Now I realize it is the source you referred to above. Too bad I cannot read Slavic, but I guess someone will be able to answer the question. Thanks! In the meantime I found out that _*slovo*_ is an important word in Slavic, and means either letter, word or even farewell. So I guess here it will be a kind of word (as in 'con-dit-ion').


----------



## apmoy70

In Greek:
«Προϋπόθεση» (proi'poθesi _f._); a learned (katharevousa) compound word constructed by the joining together of the ancient prefix and preposition «πρὸ» (prŏ)-->_before, in front of_ + feminine noun «ὑπόθεσις/υπόθεση» (hū'pŏtʰĕsīs [ancient 3rd declension feminine noun]/i'poθesi [modern Greek feminine noun])-->_proposal, proposed action, suggestion, advice_. «Προϋπόθεση» is something like "pre-condition, pre-assumption".


----------



## ThomasK

_It seems strange to me that neither Greek, nor Dutch or English have an easy word for 'condition', as I am exploring __here__. _

It seems self-evident to me that it begins with 'pro'/'pre' (first fulfil the conditions and only then...), and yet, English/ French nor Finnish refer to conditions necessarily preceding the 'execution'.


----------



## bibax

> Do you have a specific word for condition in your language, not the Latin word...
> 
> So I guess here it will be a kind of word (as in 'con-dit-ion').


Strangely the Latin word for _condition_ is NOT *conditio* but *condicio*. *Conditio* means something else.

*condicio* = agreement, a condition/requirement arising from an agreement; from con-dico, dicere = to negotiate;

*conditio* = seasoning; from con-dio, dire = to spice, also to embalm;

The English (and French) condition is a misspelling from the times when both condicio and conditio were pronounced the same way.

Btw, in Russian *кондитер* (konditer) means confectioner (pastry cook).


----------



## ThomasK

Quite interesting, thanks for pointing that out.
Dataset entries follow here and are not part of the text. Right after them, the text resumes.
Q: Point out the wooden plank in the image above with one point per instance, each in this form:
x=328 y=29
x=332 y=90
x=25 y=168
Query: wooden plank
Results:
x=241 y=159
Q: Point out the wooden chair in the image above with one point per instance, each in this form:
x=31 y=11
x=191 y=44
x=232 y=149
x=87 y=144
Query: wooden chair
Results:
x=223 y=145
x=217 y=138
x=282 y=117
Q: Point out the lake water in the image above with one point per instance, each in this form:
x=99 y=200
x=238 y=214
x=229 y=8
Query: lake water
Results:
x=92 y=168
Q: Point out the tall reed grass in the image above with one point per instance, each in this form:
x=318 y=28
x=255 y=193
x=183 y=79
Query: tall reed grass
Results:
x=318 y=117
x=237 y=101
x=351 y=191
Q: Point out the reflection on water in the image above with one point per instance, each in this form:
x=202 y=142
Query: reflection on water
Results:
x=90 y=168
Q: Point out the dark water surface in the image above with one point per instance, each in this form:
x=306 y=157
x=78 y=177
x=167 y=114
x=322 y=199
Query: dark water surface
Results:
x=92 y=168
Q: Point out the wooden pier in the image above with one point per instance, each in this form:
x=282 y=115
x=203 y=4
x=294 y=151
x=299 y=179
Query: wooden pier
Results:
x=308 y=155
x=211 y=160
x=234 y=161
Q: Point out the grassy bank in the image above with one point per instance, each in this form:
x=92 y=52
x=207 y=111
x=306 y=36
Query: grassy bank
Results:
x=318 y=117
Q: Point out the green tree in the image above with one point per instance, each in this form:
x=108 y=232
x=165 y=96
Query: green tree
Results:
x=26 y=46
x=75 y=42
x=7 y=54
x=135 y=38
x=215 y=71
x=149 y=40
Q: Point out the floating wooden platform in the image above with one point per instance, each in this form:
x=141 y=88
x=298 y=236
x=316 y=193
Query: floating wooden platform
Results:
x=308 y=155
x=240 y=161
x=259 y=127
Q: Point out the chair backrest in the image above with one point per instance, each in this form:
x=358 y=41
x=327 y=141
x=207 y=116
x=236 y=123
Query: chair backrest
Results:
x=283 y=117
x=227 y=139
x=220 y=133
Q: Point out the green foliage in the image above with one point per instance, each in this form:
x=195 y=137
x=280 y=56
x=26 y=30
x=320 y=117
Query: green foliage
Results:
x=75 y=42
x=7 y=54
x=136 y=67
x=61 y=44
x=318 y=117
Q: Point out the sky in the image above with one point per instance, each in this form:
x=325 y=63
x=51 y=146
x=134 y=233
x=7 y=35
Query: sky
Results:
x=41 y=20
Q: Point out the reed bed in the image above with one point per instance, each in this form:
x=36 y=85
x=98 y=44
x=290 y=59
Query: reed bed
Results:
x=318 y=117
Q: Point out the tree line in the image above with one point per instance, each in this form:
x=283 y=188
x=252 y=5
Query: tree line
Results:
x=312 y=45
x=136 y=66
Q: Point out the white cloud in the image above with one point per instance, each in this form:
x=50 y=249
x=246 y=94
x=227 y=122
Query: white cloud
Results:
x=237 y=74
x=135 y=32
And indeed, a German _Konditorei_ offers no 'conditions' in return for its pastries or cakes. 

In the meantime I thought of the German *'Bedingung'*, which reminded me of the older Dutch word *'beding'* (_onder geen beding_ = no way [under no condition]), which indeed refers back to a 'ding' in Dutch, which referred to a court case (and implies some negotiation)._ [That explains, so I read, why our Tuesday is_ *dinsdag* _(not_ dingsdag _though)]_


----------



## Alxmrphi

I'm struggling to understand what you mean b_y easy word_, can you elaborate?
To express conditions I thought English* if* would be counted.


----------



## ThomasK

I know that I am (always...) venturing upon dangerous hypotheses, but _ehto_ in Finnish is simple to me: 
- just a stem, 'extremely' Finnish ;-), 
- no derivation, no compound (_voorwaarde_, _uslov_) 
- not a loan word (_condition, Προϋπόθεση,_ which Apmoy calls 'a learned (katharevousa) compound word')
I agree that _if/ then_ refer to conditions, but they are not nouns. 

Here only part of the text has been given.